JACOB WEISBERG: Yes, Ai Weiwei, who is a sculptor, and started to become very political when he got involved in documenting the names of the children who were killed in the earthquake and the shoddy construction methods. And he became very active on social media, but in his case it was on Twitter, itself, tweeting in Chinese but using Twitter, which you can access going around the great firewall which blocks websites that the government doesn’t like, using something called a proxy server.
Ai Weiwei was arrested in 2011 on trumped-up tax charges. He was detained for 81 days, and they let him out and put a number of conditions on his release. One of them was that he stop using Twitter. He completely defied that.
BROOKE GLADSTONE: I read in your article that he’s posted 70,000 tweets?
JACOB WEISBERG: Well, he considers it an artform. He said that Twitter is his art-in-language form.
BROOKE GLADSTONE: But since his imprisonment, he didn’t just use words. He also turned surveillance cameras on himself and posted that video continuously online.

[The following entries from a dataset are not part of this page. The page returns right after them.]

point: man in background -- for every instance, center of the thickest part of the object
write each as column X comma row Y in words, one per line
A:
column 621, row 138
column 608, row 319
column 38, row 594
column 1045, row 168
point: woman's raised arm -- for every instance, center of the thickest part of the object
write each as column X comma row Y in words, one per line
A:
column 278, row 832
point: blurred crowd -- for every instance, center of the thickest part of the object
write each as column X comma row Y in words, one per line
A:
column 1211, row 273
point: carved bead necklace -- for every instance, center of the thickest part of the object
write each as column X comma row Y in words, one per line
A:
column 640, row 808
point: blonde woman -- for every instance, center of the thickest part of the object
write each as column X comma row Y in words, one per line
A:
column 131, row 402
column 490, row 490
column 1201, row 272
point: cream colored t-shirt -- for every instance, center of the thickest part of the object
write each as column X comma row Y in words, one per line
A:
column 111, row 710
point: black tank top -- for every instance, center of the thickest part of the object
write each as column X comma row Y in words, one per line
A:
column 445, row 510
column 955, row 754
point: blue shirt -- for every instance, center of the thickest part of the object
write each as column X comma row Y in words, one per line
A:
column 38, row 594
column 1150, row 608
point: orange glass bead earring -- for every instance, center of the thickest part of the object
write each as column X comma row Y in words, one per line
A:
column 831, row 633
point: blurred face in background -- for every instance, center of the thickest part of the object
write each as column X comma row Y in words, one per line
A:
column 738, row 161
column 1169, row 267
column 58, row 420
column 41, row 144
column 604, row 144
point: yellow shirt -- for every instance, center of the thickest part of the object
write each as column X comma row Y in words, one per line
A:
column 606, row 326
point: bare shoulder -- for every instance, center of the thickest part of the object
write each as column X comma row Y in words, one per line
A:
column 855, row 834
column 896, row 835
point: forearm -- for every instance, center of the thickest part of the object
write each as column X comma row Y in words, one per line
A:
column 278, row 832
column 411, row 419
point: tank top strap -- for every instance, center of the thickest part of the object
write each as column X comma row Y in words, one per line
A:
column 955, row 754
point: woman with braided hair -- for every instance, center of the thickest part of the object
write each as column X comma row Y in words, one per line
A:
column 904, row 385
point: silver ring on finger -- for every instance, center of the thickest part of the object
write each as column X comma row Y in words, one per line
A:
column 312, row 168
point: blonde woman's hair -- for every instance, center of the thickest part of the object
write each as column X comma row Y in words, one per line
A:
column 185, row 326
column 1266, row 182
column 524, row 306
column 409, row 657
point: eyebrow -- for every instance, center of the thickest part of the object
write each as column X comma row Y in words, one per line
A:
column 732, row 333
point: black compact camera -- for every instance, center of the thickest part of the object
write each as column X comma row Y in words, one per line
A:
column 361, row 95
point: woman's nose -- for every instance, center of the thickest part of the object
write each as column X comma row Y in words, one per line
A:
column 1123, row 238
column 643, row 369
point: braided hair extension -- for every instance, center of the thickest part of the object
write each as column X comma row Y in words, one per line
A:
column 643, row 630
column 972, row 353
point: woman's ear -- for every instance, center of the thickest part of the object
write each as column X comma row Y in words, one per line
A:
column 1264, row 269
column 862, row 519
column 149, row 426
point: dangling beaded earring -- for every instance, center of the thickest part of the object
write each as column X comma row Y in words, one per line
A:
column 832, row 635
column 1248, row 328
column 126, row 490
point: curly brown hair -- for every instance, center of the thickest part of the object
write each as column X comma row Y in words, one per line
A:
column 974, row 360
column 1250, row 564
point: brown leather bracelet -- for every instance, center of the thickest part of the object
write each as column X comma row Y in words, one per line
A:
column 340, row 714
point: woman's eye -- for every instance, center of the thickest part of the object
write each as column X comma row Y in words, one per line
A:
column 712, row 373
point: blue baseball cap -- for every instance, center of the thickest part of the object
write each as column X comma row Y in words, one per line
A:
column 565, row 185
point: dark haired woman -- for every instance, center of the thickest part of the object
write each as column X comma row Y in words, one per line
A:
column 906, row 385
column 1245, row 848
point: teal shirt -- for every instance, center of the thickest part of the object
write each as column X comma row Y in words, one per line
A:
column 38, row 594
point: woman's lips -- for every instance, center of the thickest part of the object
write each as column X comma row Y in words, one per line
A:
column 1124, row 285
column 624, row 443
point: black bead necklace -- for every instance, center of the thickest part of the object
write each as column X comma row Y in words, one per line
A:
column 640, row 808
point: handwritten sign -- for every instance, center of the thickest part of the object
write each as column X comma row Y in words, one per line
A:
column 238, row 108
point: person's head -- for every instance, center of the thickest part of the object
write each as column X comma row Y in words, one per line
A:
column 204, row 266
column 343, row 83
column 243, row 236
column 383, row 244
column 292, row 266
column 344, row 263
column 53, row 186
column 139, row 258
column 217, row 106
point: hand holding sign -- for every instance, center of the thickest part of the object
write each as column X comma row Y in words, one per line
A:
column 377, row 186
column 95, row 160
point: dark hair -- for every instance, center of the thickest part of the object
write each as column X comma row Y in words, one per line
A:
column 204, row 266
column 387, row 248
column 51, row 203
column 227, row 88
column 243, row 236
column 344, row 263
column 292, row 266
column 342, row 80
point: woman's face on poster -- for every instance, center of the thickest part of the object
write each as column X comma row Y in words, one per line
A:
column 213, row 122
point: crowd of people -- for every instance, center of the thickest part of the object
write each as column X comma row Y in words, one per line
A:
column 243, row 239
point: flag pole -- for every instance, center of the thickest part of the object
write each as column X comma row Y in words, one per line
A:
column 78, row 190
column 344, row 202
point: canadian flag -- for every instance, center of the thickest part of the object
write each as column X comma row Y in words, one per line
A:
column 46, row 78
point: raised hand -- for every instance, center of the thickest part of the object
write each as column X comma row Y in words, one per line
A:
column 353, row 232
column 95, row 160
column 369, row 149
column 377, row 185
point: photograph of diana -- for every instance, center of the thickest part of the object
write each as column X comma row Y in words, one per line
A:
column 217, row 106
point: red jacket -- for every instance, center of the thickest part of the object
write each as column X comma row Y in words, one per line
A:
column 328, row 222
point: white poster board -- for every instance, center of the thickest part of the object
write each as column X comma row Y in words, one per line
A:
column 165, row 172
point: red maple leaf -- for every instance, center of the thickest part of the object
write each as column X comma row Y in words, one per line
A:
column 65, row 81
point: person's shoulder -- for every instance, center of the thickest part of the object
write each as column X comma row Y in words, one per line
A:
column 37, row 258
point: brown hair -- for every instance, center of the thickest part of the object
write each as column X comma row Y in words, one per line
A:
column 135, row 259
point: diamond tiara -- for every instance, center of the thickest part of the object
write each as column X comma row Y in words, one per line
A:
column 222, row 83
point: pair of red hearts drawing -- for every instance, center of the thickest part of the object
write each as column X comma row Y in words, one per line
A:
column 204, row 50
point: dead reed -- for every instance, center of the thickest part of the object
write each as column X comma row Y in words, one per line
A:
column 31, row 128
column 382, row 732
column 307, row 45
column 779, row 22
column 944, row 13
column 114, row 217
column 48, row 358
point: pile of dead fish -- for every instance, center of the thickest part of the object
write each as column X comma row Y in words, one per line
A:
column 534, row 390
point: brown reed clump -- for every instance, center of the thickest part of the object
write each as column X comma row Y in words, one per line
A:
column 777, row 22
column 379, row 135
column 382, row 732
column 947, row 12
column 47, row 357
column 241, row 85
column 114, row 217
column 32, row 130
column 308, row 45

JACOB WEISBERG: The government has put him under this intense surveillance. If you go to his home and studio in Beijing, you see these cameras that they’ve put looking down on him. He’s being watched all the time. He said, “What if I put myself under surveillance?” And he planted his own cameras around his home. And there was a website where you could go watch in, in real time, this Ai Weiwei cam. [LAUGHS] And the government got really upset about that, and he said they begged him to stop, I think because it was so undermining of their authority, basically because it was making fun of them.
BROOKE GLADSTONE: There’s nothing worse than humor.
JACOB WEISBERG: [LAUGHS] Well, I mean, other people play this cat and mouse game. Ai Weiwei is more known for his famous gesture of giving them the middle finger. I just read this other account about something that happened recently, where he went up to these two monitors who were following him in the park taking pictures, grabbed this guy’s camera, ripped out the memory card, and they ended up in the police station. And, as he described it, this government agent ended up in tears, saying, “Don’t you understand how hard my job is?”
BROOKE GLADSTONE: Thanks very much.
JACOB WEISBERG: Thank you, Brooke, a pleasure talking to you.
BROOKE GLADSTONE: Jacob Weisberg is chairman of the Slate Group.